The Helvidian Theory
The third theory is called the Helvidian Theory. It states quite simply that the brothers and sisters of Jesus were in the full sense of the term his brothers and sisters – that, to use the technical term, they were his uterine brothers and sisters. Nothing whatever is known of the Helvidius with whose name this theory is connected except that he wrote a treatise to support it, which Jerome strongly opposed. What may be said in favour of it?
(1) No one reading the New Testament story without theological presuppositions would ever think of anything else. On the face of it, that story does not think of Jesus brothers and sisters as anything other than his brothers and sisters in the full sense of the term.

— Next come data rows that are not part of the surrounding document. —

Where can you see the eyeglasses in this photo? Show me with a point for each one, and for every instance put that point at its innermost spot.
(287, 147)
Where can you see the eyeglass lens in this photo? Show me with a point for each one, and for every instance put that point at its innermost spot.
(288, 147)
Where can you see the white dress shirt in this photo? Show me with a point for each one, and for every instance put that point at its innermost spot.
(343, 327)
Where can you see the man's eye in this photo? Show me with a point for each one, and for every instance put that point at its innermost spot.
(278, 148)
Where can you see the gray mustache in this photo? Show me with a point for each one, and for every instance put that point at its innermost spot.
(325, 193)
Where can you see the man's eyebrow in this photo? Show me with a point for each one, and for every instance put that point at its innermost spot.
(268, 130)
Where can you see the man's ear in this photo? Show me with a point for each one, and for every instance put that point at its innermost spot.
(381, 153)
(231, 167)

(2) The birth narratives in both Matthew and Luke presuppose that Mary had other children. Matthew writes: ‘When Joseph awoke from sleep, he did as the angel of the Lord commanded him; he took her as his wife, but had no marital relations with her until she had borne a son’ (Matthew 1:24–5). The clear implication is that Joseph entered into a normal married relationship with Mary after the birth of Jesus. Tertullian, in fact, uses this passage to prove that both virginity and the married state are consecrated in Christ by the fact that Mary was first a virgin and then a wife in the full sense of the term. Luke, in writing of the birth of Jesus, says: ‘She gave birth to her firstborn son’ (Luke 2:7). To call Jesus a first-born son is plainly to indicate that other children followed.